Он с удивлением обнаружил, что именно это и имел в виду.
Джим вышел из дома. Сразу же за дверью, на ступеньке крылечка, стоял Теолаф, за ним, развернув коней к толпе, руки на оружии, находились восемь воинов, которых они привели с собой. Это сдерживало толпу оборванцев на расстоянии, чтобы они не могли подслушать. Теолаф прошептал Джиму на ухо:
— Эти поганые крысы собрались здесь исключительно для того, чтобы поживиться чем-нибудь из дома мага, и только и ждут, когда это можно будет сделать беспрепятственно. Все, что здесь есть, охраняется магией, но магия прекратит действовать, как только умрет волшебник. Ясно, что они задумали не дать нам забрать его отсюда и спасти ему жизнь. Мне бы хотелось, чтобы здесь было еще с дюжину наших парней! У них у всех спрятаны под одеждой длинные ножи, а может, и несколько мечей.
Джим оглядел хмурые лица, выглядывавшие из ярких грязных тряпок палаток и одежд. Ношение меча, по королевскому указу, каралось смертью, если человек не обладал соответствующим званием или не имел разрешения от кого-нибудь, обладающего таким званием. Но жизнь этих людей может быть отобрана в любой момент по дюжине других обвинений. Да, у них, несомненно, есть и мечи. Ясно и то, что их скорее человек сорок, чем тридцать. Толпа в четыре раза превосходит его, Теолафа и их людей, и, хотя бродяги, противостоящие им, не обучены, у них есть достаточный опыт владения оружием. Ситуация была не из лучших.
И вдруг Джим понял, что выбора у него нет. Ведь это четырнадцатое столетие, и он — барон и рыцарь. Даже сама идея сдаться такому сброду лишит его уважения всех соседей, включая лучших друзей. В частности, сэр Брайен Невилл-Смит как его лучший друг примет этот стыд лично на себя. Сам Брайен без колебаний атаковал бы в одиночку целую армию. У Джима мелькнула мысль, что Брайен был бы даже рад такому случаю.
Так что вопрос не в том, стоит ли пытаться атаковать толпу и вынести Каролинуса, а в том, когда и как это сделать.

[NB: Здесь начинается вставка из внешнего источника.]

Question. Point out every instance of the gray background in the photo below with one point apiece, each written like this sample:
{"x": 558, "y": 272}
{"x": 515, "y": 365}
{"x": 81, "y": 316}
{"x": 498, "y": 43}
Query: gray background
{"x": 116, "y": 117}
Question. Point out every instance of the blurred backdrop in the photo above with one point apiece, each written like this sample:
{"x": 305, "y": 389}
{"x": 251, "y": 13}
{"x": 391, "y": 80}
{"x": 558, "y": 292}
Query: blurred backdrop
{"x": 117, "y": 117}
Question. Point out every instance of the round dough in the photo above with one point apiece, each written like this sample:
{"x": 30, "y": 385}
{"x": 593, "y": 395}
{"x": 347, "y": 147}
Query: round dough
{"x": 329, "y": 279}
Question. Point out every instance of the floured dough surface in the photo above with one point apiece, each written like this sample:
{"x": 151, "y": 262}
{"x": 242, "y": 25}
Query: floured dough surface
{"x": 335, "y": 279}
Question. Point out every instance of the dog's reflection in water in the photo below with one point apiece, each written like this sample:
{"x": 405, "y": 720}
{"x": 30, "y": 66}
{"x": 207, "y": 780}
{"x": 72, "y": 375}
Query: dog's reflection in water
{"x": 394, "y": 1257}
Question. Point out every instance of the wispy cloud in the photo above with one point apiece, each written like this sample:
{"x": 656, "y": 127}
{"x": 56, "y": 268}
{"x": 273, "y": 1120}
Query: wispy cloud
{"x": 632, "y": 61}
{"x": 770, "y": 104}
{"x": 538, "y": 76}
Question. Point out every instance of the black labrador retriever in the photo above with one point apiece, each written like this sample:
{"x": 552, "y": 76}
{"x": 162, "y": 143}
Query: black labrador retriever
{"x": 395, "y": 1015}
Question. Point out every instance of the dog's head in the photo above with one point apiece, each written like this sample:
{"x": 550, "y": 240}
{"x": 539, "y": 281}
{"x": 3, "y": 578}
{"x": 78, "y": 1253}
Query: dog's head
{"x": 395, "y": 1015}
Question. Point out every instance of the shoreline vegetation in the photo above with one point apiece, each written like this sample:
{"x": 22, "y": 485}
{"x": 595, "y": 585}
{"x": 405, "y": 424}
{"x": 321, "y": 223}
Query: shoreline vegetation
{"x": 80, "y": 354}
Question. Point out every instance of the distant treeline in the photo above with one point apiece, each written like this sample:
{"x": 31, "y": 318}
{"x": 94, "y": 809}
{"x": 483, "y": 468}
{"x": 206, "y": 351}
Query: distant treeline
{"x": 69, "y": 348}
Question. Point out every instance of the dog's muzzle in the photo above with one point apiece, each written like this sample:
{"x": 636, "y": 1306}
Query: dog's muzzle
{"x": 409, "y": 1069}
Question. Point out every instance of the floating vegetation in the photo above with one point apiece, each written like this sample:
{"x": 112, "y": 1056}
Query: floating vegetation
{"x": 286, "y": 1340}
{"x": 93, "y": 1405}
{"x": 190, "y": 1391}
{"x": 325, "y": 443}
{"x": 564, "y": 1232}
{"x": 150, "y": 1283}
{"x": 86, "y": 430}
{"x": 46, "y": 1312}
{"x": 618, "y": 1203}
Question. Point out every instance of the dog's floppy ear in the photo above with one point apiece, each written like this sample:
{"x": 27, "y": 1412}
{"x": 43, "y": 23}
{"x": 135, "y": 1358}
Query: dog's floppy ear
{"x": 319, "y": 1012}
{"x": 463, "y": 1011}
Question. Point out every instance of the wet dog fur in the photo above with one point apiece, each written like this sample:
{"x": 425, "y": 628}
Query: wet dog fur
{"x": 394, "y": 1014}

В голове Джима мелькнула мимолетная мысль, что он может использовать собственную магию и сделать так, что его людей покажется намного больше или они будут выглядеть в несколько раз больше, и этим испугать толпу. Но тут он вспомнил, что если отец Морель действительно является членом религиозного ордена, какое бы низкое положение он там ни занимал, то, хотя уже существующая магия никуда не исчезнет, никакая новая магия здесь действовать не будет, особенно если Морель молился против ее использования.